Cross-sectional relations of peripheral microvascular function, cardiovascular disease risk factors, and aortic stiffness: the Framingham Heart Study.Circulation. 2005 Dec 13; 112(24):3722-8.Circ
Aortic stiffness and small-artery structure and function share various risk factors; however, relations between these 2 measures of vascular function are complex and incompletely understood.
METHODS AND RESULTS
We examined hyperemic forearm blood flow, an indicator of microvascular structure and function, and aortic stiffness in 2045 participants (1107 women, mean age 61+/-9 years) in the Framingham Heart Study offspring cohort. Using arterial tonometry, we evaluated 3 measures of aortic stiffness: brachial pulse pressure; carotid-femoral pulse wave velocity (CFPWV), which is related directly to aortic wall stiffness; and forward pressure wave amplitude (Pf), which is related directly to aortic wall stiffness and inversely to aortic diameter. Using high-resolution ultrasound and Doppler, we evaluated brachial artery diameter, blood flow, and forearm vascular resistance (FVR) at baseline and during reactive hyperemia after 5 minutes of forearm ischemia.
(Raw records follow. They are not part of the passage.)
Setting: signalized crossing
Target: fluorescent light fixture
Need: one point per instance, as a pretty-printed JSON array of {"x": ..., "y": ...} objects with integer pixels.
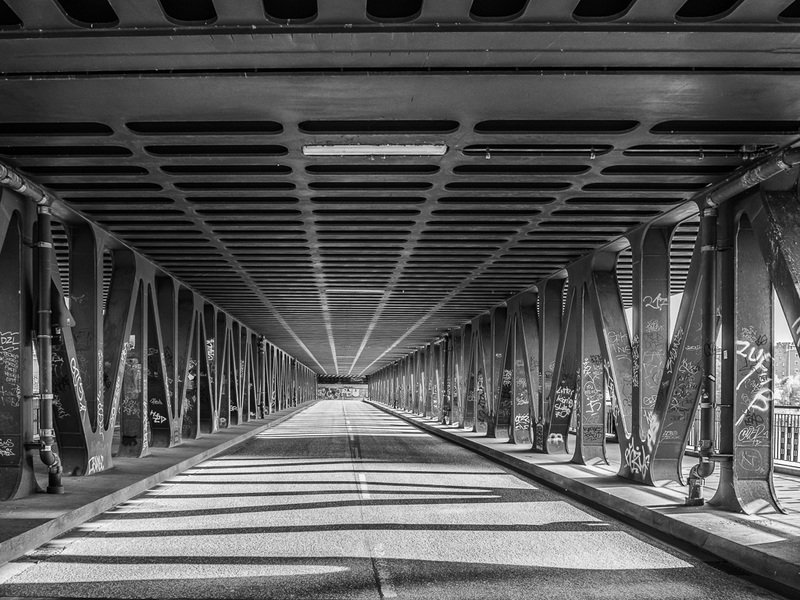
[
  {"x": 376, "y": 150},
  {"x": 355, "y": 290}
]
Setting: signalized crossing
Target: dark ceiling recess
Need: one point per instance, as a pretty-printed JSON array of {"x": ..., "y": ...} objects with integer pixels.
[
  {"x": 566, "y": 126},
  {"x": 706, "y": 10},
  {"x": 393, "y": 10},
  {"x": 65, "y": 151},
  {"x": 489, "y": 150},
  {"x": 213, "y": 150},
  {"x": 379, "y": 169},
  {"x": 93, "y": 13},
  {"x": 226, "y": 169},
  {"x": 497, "y": 10},
  {"x": 195, "y": 12},
  {"x": 204, "y": 127},
  {"x": 48, "y": 129},
  {"x": 791, "y": 12},
  {"x": 81, "y": 171},
  {"x": 735, "y": 127},
  {"x": 8, "y": 18},
  {"x": 379, "y": 126},
  {"x": 696, "y": 151},
  {"x": 601, "y": 10},
  {"x": 285, "y": 11}
]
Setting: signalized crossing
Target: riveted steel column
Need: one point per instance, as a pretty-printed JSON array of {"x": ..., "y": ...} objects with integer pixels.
[
  {"x": 550, "y": 316},
  {"x": 746, "y": 399},
  {"x": 495, "y": 359},
  {"x": 565, "y": 375},
  {"x": 708, "y": 249},
  {"x": 590, "y": 445},
  {"x": 651, "y": 293}
]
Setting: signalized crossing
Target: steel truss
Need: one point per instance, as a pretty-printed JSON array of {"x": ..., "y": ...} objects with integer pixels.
[
  {"x": 152, "y": 365},
  {"x": 553, "y": 360}
]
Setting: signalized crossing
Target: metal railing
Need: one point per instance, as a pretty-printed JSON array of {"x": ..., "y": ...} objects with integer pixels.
[{"x": 785, "y": 434}]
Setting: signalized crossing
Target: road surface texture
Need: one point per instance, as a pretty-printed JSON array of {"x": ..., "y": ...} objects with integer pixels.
[{"x": 345, "y": 501}]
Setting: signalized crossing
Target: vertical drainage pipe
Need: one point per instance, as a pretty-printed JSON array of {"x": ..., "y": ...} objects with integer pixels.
[
  {"x": 44, "y": 336},
  {"x": 708, "y": 248}
]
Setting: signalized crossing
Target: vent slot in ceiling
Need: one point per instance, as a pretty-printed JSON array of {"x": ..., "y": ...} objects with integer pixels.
[
  {"x": 508, "y": 186},
  {"x": 65, "y": 151},
  {"x": 728, "y": 127},
  {"x": 489, "y": 150},
  {"x": 645, "y": 187},
  {"x": 680, "y": 170},
  {"x": 196, "y": 12},
  {"x": 520, "y": 169},
  {"x": 601, "y": 10},
  {"x": 55, "y": 129},
  {"x": 234, "y": 185},
  {"x": 693, "y": 150},
  {"x": 106, "y": 187},
  {"x": 216, "y": 150},
  {"x": 393, "y": 11},
  {"x": 369, "y": 200},
  {"x": 81, "y": 171},
  {"x": 497, "y": 10},
  {"x": 370, "y": 185},
  {"x": 8, "y": 18},
  {"x": 226, "y": 169},
  {"x": 291, "y": 11},
  {"x": 706, "y": 10},
  {"x": 556, "y": 126},
  {"x": 379, "y": 169},
  {"x": 204, "y": 127},
  {"x": 90, "y": 13},
  {"x": 379, "y": 127},
  {"x": 791, "y": 12}
]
In multivariable models that adjusted for cardiovascular disease risk factors, local brachial pulse pressure, CFPWV, and Pf, considered separately, were associated with increased baseline and hyperemic FVR (P<0.001). In models that further adjusted for mean arterial pressure, each measure of aortic stiffness was associated with reduced hyperemic flow (P<0.001). In risk factor-adjusted models that simultaneously considered CFPWV and Pf, both were associated with increased FVR at baseline (P<0.01) and during hyperemia (P<0.001).
Our findings indicate that abnormal aortic stiffness and increased pressure pulsatility are associated with blunted microvascular reactivity to ischemic stress that is in excess of changes attributable to conventional cardiovascular disease risk factors alone, including mean arterial pressure.